Sound of a hundred violins

By Warren D'Mello
The Hindu

Marat Bisengaliev, from Kazakhstan, is putting together India's first symphonic orchestra, in collaboration with the National Centre for Performing Arts, Mumbai. He talks about the challenges…

Besides creating a new orchestra from scratch, Bisengaliev's biggest challenge is to create an audience for Western classical music.

"The people of Mumbai love the opera," declares Marat Bisengaliev. "The storyline is something like Bollywood." The virtuoso Kazakh violinist is the founding music director of the Symphony Orchestra of India (SOI), the first professional orchestra in India. He has been assigned the mammoth task of building a symphony orchestra from the ground up, in a city where Western classical music is confined to a tiny section of the elite who frequent the National Centre for Performing Arts (NCPA) at Nariman Point, the uptown part of Mumbai. It is, seemingly, quite a formidable task for anyone to pull off, but Bisengaliev brims with optimism. This is not the first orchestra he's put together – he is the founder of the Kazakh Chamber Orchestra and the West Kazakhstan Philharmonic Orchestra (WKPO). Besides, judging from the sold-out performances of the Puccini opera "Madama Butterfly", Mumbai's audience certainly looks hungry for more song and dance.

There is no escaping from music at the NCPA. The rooms at the guest house are all occupied by the SOI's musicians, deep into their daily riyaaz. As we sit in a dark, empty corridor of one the NCPA theatres, low notes from a tuba reverberate in the distance, creating an evocative backdrop for the interview.
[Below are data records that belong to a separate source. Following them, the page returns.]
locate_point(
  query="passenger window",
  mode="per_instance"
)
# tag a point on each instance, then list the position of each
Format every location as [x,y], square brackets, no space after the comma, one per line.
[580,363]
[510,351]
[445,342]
So how did the SOI come together? Bisengaliev points out that the orchestra is still in the process of coming together. The SOI was born in 2006, the result of a collaboration between the NCPA and Marat Bisengaliev, and now in its fourth season, is in a dynamic phase of growth. Bisengaliev's job is by no means easy, with sections of the orchestra to be perfected, new players to be auditioned and groomed, and the orchestral repertoire to be worked on. "We are discussing which direction to go. Should we go with operas which people love or should we have more symphony or chamber music or should we have the ballet? I think we should be diverse and do it all," says Bisengaliev.